Vanaf het allereerste begin hebben christenen zich daarin onderscheiden. De onderlinge zorg. Nu kwam dat in die tijd in allerlei andere groepen en gezelschappen ook voor. Er was geen overheid die daarvoor zorgde. Maar christenen doen dat meer en consequenter dan anderen, blijkt uit getuigenissen van buitenstaanders die zich daar over verbazen. Ziet hoe lief zij elkander hebben… is een bekend citaat waarin die verbazing doorklinkt.
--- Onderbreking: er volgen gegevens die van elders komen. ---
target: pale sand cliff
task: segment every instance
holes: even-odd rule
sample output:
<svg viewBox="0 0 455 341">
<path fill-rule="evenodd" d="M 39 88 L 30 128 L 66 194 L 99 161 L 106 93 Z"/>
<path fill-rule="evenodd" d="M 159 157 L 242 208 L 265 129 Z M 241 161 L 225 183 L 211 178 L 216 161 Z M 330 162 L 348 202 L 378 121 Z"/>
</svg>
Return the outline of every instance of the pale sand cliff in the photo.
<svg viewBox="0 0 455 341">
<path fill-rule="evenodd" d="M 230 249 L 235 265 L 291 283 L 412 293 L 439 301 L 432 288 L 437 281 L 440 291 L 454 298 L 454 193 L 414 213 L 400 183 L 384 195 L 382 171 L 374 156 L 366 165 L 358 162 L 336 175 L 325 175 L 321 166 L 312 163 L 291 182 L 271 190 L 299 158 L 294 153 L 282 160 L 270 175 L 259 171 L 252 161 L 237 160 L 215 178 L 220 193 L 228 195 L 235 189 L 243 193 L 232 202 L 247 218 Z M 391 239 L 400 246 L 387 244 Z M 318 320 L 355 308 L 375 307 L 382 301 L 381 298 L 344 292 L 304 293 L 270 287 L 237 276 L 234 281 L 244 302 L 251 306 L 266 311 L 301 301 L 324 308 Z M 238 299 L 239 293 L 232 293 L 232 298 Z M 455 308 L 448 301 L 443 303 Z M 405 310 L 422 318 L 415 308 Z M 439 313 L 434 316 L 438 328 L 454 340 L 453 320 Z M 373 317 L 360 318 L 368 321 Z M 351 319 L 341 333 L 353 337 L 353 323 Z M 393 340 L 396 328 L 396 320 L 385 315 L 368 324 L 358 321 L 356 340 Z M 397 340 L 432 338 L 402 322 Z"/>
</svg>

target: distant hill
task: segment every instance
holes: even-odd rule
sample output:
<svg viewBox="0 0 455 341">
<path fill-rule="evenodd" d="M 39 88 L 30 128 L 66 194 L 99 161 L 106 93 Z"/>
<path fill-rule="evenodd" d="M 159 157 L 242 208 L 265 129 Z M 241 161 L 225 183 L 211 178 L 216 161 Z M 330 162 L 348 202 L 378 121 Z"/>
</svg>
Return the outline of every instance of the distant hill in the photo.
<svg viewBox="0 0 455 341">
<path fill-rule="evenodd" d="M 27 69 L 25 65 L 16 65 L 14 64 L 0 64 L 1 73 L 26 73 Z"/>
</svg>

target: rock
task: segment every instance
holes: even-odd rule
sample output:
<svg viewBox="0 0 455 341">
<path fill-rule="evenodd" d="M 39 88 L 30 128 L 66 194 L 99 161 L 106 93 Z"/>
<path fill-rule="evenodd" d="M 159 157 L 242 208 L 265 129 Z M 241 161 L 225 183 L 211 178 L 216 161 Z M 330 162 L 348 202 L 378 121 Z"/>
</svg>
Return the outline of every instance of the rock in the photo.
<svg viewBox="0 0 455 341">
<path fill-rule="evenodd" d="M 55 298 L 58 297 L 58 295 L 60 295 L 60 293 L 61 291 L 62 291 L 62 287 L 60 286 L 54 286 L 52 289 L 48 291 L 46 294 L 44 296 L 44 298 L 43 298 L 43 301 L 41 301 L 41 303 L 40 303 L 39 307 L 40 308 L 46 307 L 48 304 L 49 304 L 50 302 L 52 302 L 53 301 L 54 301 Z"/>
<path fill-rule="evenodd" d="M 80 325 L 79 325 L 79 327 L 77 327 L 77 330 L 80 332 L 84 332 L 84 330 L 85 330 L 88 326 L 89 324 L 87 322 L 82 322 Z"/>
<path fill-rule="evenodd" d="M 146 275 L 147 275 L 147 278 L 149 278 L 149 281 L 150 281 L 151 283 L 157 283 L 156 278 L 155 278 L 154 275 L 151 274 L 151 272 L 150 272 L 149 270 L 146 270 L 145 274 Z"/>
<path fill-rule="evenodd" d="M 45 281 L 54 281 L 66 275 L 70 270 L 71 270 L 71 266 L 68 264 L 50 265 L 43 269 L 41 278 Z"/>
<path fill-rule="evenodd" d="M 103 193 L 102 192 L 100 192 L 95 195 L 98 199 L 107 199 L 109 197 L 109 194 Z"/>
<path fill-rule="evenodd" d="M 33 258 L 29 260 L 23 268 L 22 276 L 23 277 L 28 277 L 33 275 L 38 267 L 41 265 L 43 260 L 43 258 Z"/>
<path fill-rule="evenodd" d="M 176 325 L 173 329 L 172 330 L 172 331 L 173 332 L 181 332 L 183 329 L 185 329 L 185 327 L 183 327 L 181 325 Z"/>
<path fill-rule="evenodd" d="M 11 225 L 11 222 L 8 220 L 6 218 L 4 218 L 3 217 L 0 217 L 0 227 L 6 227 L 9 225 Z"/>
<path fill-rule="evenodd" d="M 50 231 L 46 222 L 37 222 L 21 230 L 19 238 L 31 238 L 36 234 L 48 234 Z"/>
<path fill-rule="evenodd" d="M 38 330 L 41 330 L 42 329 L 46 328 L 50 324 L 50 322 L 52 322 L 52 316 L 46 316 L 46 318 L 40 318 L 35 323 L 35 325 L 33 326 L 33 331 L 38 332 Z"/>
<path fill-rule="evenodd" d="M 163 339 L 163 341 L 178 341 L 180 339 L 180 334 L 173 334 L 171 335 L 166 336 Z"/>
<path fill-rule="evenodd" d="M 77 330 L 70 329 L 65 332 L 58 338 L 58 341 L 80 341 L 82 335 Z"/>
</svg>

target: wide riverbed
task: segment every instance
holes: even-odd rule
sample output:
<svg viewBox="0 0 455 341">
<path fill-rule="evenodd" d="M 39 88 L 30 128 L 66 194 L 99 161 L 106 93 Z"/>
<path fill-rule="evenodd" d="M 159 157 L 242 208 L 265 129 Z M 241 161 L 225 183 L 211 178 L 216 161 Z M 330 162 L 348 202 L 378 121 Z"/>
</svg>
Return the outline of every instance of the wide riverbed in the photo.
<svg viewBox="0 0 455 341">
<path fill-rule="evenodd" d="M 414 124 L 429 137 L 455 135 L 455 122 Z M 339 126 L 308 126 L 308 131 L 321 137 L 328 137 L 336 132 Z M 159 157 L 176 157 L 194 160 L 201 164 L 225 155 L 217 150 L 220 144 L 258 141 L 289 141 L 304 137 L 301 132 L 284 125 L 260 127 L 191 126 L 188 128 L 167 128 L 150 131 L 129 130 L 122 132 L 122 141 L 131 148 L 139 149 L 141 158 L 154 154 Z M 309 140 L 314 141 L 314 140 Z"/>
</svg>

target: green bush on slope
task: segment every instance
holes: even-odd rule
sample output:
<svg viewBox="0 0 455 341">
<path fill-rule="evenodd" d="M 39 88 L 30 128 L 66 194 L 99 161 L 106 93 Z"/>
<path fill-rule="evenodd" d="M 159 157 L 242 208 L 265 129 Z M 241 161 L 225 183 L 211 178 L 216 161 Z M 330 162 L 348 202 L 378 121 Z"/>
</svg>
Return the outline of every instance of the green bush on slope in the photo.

Hoe het ook zij, rondom die dagelijkse voedselbank ontstaat gemor. Dat moet anders, dat kan beter. Een protocol opstellen?
De kerkenraad van twaalf gaat erover vergaderen en ze komen tot het besluit om tot een soort werkverdeling te komen. Alles zelf organiseren, dat wordt te veel en dan krijg je gedoe. Nee, laten wij ons concentreren op de ‘verkondiging van Gods woord’, en laten jullie, gemeente, broeders en zusters, zeven wijze mensen kiezen om zich bezig te houden met het organiseren van de ‘dagelijkse maaltijden’ – met de diaconie.

Zeven mensen?
Nou, zeven mannen, staat er, we horen zelfs hun namen.
Tja, ze hebben de vrouwen ook wel gevraagd, hoor, maar toen die hoorden dat die diakenen ook elke maand moesten vergaderen, hebben ze vriendelijk bedankt.
En zo is het misverstand ontstaan dat er geen vrouwen in het ambt horen – een misverstand dat het eeuwenlang heeft volgehouden in de kerk.

De zeven worden gekozen door de gemeente. Hun namen worden voorgesteld. Er is niemand die wettige bezwaren heeft ingediend, dus er wordt overgegaan tot hun bevestiging: de apostelen spreken een gebed uit en leggen hun de handen op. Het lijkt wel erg veel op onze bevestiging van ambtsdragers. De kerk begint een heuse organisatie te worden.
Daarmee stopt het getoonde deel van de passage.